There are many genes that are upregulated in human schizophrenic tissue samples and in model systems.  Searching pubmed for schizophrenia, gene expression, and upregulation results in over 650 references. Some of these studies identify increased expression of mutant forms of protein in schizophrenia. Other studies use Meta- analyses or other Big Data analyses to evaluate schizophrenia and related synucleinopathies and demonstrate a host of up and downregulated genes associated with specific disease states.  Examples:

    • “Deep proteomics identifies shared molecular pathway alterations in synapses of patients with schizophrenia and bipolar disorder and mouse model.” Aryal S, Bonanno K, Song B, Mani DR, Keshishian H, Carr SA, Sheng M, Dejanovic B.Cell Rep. 2023 May 30;42(5):112497. doi: 10.1016/j.celrep.2023.112497. Epub 2023 May 11.PMID: 37171958
  • Activity-Dependent Changes in Gene Expression in Schizophrenia Human-Induced Pluripotent Stem Cell Neurons.Roussos P, Guennewig B, Kaczorowski DC, Barry G, Brennand KJ.JAMA Psychiatry. 2016 Nov 1;73(11):1180-1188. doi: 10.1001/jamapsychiatry.2016.2575.PMID: 27732689 Free PMC article.
  • “DISC1-Δ3, a major DISC1 variant that lacks exon 3,” PMID: 36131044;
  • “Phenotypic Landscape of Schizophrenia-Associated Genes Defines Candidates and Their Shared Functions” Cell. 2019 Apr 4;177(2):478-491.e20. doi: 10.1016/j.cell.2019.01.048. Epub 2019 Mar 28.Summer B Thyme, Lindsey M Pieper , Eric H Li , Shristi Pandey , Yiqun Wang , Nathan S Morris , Carrie Sha , Joo Won Choi , Kristian J Herrera , Edward R Soucy , Steve Zimmerman , Owen Randlett Joel Greenwood, Steven A McCarroll , Alexander F Schier  PMID: 30929901 PMCID: PMC6494450 DOI: 10.1016/j.cell.2019.01.048

Other comments: line 75: Ctp2 is not written in human (CTP2) or zebrafish (cpt2) nomenclature. This mistake is made in the entire manuscript. For details, see https://zfin.atlassian.net/wiki/spaces/general/pages/1818394635/ZFIN+Zebrafish+Nomenclature+Conventions

Thank you. We have corrected all zebrafish references to cpt2 nomenclature when referring to the zebrafish gene, Cpt2 when referring to the huma gene and CPT2 when referring to protein.
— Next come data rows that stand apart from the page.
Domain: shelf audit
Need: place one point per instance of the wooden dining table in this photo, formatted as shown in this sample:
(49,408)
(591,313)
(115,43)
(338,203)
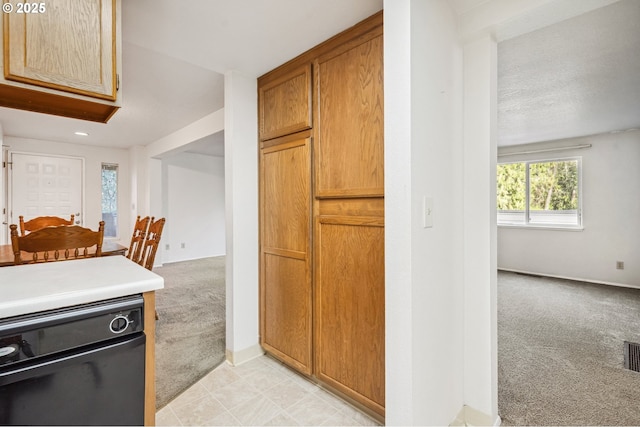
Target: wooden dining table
(108,248)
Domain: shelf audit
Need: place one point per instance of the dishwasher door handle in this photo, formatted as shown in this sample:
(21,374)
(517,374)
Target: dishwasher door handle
(53,363)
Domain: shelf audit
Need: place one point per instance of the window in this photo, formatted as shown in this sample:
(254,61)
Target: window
(110,199)
(540,193)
line 128: "integration" should be "uptake". MOs should not integrate in the genome (which is wat the words suggest))

Yes, corrected. Thank you.

 

Reviewer 3 Report

Comments and Suggestions for Authors

A well executed, highly complex, but well designed integrated pathophysiological study on human Schizophrenia disorder, using the zebrafish model.

Please address comments in the discussion section and fix up all the gaps in the formatting of the text.
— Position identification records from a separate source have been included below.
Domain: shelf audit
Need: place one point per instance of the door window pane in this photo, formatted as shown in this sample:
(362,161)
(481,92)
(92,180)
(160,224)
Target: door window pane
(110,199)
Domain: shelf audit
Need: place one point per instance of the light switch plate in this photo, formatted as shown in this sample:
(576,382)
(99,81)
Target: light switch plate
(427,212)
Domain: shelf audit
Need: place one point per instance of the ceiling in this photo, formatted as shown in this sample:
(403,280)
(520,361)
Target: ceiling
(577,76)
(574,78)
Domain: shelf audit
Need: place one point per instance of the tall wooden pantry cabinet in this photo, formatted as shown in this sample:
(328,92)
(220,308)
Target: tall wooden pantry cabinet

Comments for author File: Comments.pdf

Comments on the Quality of English Language


Author Response

Thank you for your editing. You work has significantly improved the manuscript.

We have updated the manuscript and addressed your comments. Additional references and a paragraph on environmental toxins have been added to the discussion as recommended.